NEW YORK, April 20 (GenomeWeb News) - An international consortium of 152 researchers has wrapped up a two-year "annotation marathon" in which it validated 21,037 human genes in public databases using cDNA clones.
The consortium, called H-Invitational (short for Human Full-length cDNA Annotation Invitational) and led by Takashi Gojobori of the Japan Biological Information Research Center in Tokyo, last week released the fruits of its efforts via a public database called H-Inv DB.
A paper describing the project was published today in PLoS Biology.
The consortium used human full-length cDNAs produced by six high-throughput cDNA sequencing projects to annotate the genome. This dataset included 41,118 cDNAs derived from 184 cell types and tissues, which were aligned and clustered to 20,190 loci on the genome. The remaining cDNAs yielded an additional 847 unmapped clusters.
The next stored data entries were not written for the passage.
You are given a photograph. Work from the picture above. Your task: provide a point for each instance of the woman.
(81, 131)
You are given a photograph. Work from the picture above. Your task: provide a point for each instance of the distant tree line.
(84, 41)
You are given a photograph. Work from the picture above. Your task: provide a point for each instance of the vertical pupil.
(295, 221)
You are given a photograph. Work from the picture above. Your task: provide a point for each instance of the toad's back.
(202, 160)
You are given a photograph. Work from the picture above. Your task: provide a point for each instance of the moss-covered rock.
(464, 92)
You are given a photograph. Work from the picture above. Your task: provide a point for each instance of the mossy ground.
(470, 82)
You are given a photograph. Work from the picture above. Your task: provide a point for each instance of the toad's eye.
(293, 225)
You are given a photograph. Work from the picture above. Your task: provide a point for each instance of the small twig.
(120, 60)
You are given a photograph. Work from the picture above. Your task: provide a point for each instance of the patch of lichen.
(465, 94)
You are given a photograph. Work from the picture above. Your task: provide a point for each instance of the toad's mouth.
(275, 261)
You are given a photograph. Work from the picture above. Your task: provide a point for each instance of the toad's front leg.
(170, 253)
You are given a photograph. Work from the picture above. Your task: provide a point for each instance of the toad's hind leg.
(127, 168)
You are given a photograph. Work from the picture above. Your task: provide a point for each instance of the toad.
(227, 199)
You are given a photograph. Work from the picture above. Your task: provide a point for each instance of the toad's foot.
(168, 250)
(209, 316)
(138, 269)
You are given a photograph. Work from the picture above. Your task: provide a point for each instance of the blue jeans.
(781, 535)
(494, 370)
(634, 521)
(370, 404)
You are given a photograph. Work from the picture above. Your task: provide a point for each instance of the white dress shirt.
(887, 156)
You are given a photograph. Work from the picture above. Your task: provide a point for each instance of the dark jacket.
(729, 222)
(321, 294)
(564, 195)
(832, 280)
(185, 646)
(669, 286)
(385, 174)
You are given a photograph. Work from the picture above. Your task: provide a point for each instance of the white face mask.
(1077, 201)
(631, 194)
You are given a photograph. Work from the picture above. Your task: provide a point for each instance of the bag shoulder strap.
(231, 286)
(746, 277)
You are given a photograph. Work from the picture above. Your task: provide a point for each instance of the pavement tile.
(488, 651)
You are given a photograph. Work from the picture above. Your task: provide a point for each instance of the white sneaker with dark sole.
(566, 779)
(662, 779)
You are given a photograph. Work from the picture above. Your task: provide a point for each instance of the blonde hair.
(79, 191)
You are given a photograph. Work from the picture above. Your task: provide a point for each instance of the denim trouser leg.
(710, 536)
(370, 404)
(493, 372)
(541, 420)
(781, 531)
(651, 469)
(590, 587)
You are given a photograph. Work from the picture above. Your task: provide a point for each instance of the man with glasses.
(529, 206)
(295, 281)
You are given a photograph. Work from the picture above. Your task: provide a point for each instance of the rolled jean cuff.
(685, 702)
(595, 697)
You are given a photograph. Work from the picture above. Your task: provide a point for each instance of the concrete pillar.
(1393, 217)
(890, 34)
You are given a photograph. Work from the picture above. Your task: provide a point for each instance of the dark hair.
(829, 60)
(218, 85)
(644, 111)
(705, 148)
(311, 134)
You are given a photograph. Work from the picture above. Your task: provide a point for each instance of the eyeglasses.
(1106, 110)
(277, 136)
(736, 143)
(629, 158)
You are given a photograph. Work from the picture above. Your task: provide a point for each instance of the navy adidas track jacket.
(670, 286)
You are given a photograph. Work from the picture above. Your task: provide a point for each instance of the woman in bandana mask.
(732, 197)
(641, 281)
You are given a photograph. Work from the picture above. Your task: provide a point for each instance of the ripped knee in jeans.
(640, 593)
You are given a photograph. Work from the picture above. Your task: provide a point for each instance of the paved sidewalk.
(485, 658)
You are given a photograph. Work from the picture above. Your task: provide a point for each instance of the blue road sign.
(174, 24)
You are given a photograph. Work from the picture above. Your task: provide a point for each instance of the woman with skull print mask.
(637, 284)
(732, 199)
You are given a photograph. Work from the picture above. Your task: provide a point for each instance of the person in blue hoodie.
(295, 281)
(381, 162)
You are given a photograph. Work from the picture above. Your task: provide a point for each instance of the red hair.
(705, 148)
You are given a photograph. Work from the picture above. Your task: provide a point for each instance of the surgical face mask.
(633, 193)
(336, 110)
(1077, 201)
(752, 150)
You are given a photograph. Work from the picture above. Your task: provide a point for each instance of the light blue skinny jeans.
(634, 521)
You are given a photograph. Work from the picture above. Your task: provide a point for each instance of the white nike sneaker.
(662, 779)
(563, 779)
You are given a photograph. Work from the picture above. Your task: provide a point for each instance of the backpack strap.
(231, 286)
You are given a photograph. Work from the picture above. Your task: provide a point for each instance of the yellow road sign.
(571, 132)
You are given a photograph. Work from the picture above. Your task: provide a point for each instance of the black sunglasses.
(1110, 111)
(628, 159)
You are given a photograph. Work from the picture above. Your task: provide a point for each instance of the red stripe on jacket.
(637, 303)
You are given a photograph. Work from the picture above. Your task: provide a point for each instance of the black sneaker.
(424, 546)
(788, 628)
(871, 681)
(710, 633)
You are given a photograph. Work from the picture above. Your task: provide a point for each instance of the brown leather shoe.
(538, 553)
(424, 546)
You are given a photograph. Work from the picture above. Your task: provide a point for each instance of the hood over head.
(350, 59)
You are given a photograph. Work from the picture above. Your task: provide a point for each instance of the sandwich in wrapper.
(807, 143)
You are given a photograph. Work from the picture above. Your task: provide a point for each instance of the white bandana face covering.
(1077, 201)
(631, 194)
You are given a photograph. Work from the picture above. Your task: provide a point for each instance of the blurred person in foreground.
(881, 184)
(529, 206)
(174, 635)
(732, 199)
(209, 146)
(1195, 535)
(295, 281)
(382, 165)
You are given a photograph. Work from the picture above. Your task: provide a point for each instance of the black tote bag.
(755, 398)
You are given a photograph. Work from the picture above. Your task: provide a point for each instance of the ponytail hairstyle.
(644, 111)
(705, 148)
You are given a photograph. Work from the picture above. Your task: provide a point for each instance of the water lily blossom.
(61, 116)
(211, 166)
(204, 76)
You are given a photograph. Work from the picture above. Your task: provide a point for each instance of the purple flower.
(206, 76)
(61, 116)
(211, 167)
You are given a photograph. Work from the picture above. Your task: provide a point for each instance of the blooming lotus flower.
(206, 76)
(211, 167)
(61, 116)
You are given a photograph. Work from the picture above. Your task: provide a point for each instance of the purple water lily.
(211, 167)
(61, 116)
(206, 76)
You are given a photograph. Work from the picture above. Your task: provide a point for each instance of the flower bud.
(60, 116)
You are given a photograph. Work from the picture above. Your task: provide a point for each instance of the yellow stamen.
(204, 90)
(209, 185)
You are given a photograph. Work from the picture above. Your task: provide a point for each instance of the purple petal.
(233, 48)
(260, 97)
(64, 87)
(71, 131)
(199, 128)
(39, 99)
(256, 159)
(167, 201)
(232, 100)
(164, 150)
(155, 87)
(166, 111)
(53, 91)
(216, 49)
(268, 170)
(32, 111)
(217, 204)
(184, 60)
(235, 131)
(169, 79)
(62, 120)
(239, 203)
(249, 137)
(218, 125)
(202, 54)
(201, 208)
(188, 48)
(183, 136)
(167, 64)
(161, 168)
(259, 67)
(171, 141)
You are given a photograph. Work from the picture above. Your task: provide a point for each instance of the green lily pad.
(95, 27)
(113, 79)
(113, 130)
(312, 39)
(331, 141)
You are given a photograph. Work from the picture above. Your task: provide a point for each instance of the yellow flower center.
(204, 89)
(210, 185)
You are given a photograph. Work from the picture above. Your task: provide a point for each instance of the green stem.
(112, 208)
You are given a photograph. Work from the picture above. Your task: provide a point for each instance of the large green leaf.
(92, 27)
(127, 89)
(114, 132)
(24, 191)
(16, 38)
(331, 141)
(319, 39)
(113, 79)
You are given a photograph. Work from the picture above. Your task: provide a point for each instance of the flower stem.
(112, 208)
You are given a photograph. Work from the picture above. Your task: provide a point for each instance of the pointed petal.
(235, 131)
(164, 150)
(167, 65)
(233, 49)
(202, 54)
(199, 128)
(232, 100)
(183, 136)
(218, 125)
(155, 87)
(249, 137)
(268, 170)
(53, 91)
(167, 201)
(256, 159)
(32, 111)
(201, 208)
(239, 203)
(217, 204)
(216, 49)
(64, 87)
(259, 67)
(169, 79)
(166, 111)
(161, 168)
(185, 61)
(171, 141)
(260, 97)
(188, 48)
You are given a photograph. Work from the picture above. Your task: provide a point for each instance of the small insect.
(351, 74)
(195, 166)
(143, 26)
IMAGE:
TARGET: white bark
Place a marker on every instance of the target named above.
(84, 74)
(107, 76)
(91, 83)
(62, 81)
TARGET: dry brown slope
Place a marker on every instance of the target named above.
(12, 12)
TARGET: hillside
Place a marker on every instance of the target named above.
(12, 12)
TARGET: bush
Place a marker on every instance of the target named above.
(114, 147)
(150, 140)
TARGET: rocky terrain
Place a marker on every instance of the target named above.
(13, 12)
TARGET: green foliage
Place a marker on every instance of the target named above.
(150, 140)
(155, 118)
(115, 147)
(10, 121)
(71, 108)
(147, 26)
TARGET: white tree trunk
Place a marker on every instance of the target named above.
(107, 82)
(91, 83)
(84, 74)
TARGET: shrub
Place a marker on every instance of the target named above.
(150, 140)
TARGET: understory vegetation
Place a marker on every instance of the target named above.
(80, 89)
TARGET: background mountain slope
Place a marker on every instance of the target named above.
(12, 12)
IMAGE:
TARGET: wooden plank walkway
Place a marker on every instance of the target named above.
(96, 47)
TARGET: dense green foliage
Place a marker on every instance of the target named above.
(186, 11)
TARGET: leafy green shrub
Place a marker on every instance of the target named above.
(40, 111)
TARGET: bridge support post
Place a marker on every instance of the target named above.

In their analysis, the H-Invitational researchers found that up to 4 percent of the most recent assembly of the human genome (NCBI build 34) "may contain misassembled or missing regions," and that 6.5 percent of predicted human genes did not have a good protein-coding open reading frame.
In addition, the project identified and mapped 72,027 SNPs and indels to unique positions on 16,861 loci. Of these, 13,215 were nonsynonymous SNPs, 358 were nonsense SNPs, and 452 indels were found in coding regions and "may alter protein sequences, cause phenotypic effects, or be associated with disease," the authors wrote.